RAWIYA AND KHALDUN mounted their horses and descended the hill. The rain stopped, the thunderheads lumbering off over the cliffs of Jebel Musa. Bauza flicked his mane and swung his neck, breaking up clouds of sparrows. It was as though being back in Ceuta again had returned some of his youth to him. Though it had finally come to pass that Bauza had grown old while Rawiya was still young, she took comfort in the thought that he would soon be, at long last, home.
They rode out along the coastal road toward red-tinged Gibraltar until night had nearly fallen. The rocky coast yielded to mountains of red clay and pines hugged by low clouds. Everything was hushed.
Colorful houses in the distance marked the approach to the village of Benzú. Rawiya sat back in her saddle and ran her fingers over the thirty-three wooden beads of her mother’s misbaha. The closer she drew to her mother’s house, the more deeply sadness and guilt burrowed into the center of her.
“My mother has had no news of me for years,” Rawiya said. “She must think I am dead. Why did I lie to her about my trip to the market in Fes? I should have told her of my plans. I never knew so much would happen, that my journey would take me so far away for so long.”
“You were still a child,” Khaldun said. “You are grown now, a w
arrior. Everything has changed.”
Rawiya patted Bauza’s neck. He picked up his pace as they approached the familiar hill that led to her mother’s house. Breathing deep of the salt air, Rawiya gave Khaldun a sly grin. “Not everything.”
She laughed and urged Bauza on. Though he had grown old in the years they had spent in Palermo, he had more strength left in him than some foals. “Yalla, dear friend,” she whispered in his ear. “Let’s run this hill one last time.”
Bauza raced down the familiar road, pounding the earth with his hooves. Khaldun followed her, laughing. They galloped into the village nestled at the foot of the mountains until Bauza came to a stop in front of a tiny stone and plaster house, its front walk shaded by a fig tree.
Rawiya lowered herself from the saddle, feeding Bauza a bit of date sugar from her pocket. The village houses faced Gibraltar, looking out over the olive grove.

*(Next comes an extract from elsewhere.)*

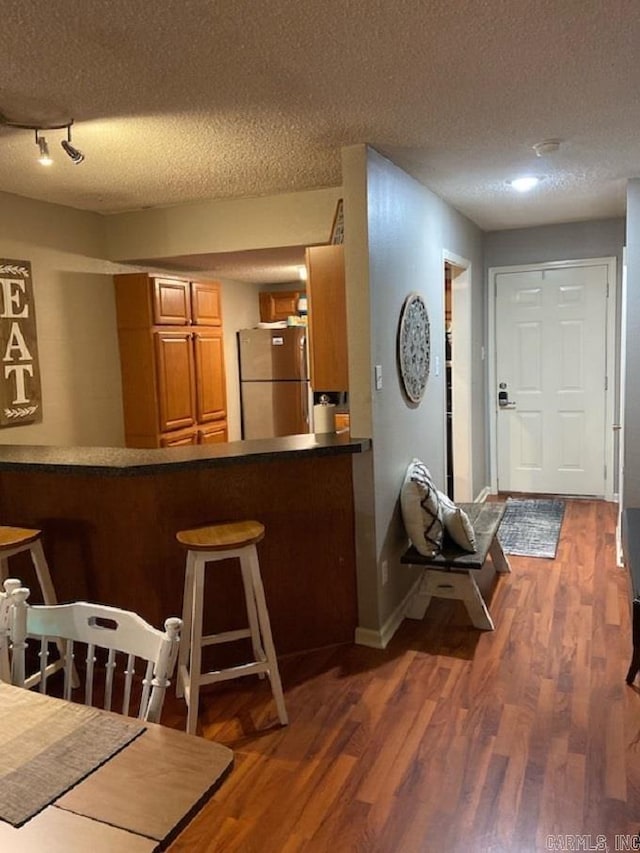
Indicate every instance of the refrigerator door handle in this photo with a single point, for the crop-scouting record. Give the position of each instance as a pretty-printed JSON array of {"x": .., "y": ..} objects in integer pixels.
[{"x": 305, "y": 406}]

She gazed up at the first stars appearing and then out at the bay, empty of ships.
Khaldun dismounted and tied his horse to the fig tree. “Is this the place?” When Rawiya said nothing, he came over to her. “What’s wrong?”
“I tried to do only good.” A sea breeze ruffled her red turban and billowed her sirwal. “But it leaves so much mending to be done.”
“We rarely know,” Khaldun said, “when we try to do good, if the outcomes of our actions will actually be good.” He laughed to himself. “Perhaps God plans it that way, to teach us that the planning is best left to him.”
The first constellations waggled their heads like shy children. Rawiya patted Bauza’s neck. “The calves are still turning the gristmill,” she said.
Khaldun lifted his hand. “And whatever men do, they will go on turning it, and always, always, the broken world goes on.”
“We should go in.” Rawiya glanced at the red tile roof, the gnarled fig. She let out her breath. “It’s so strange to see things the same. My mother once visited Fes as a child, when my grandfather sold olives in the market. She never forgot.” She ran her fingers over the cracked wooden door. “She understood more than I knew.”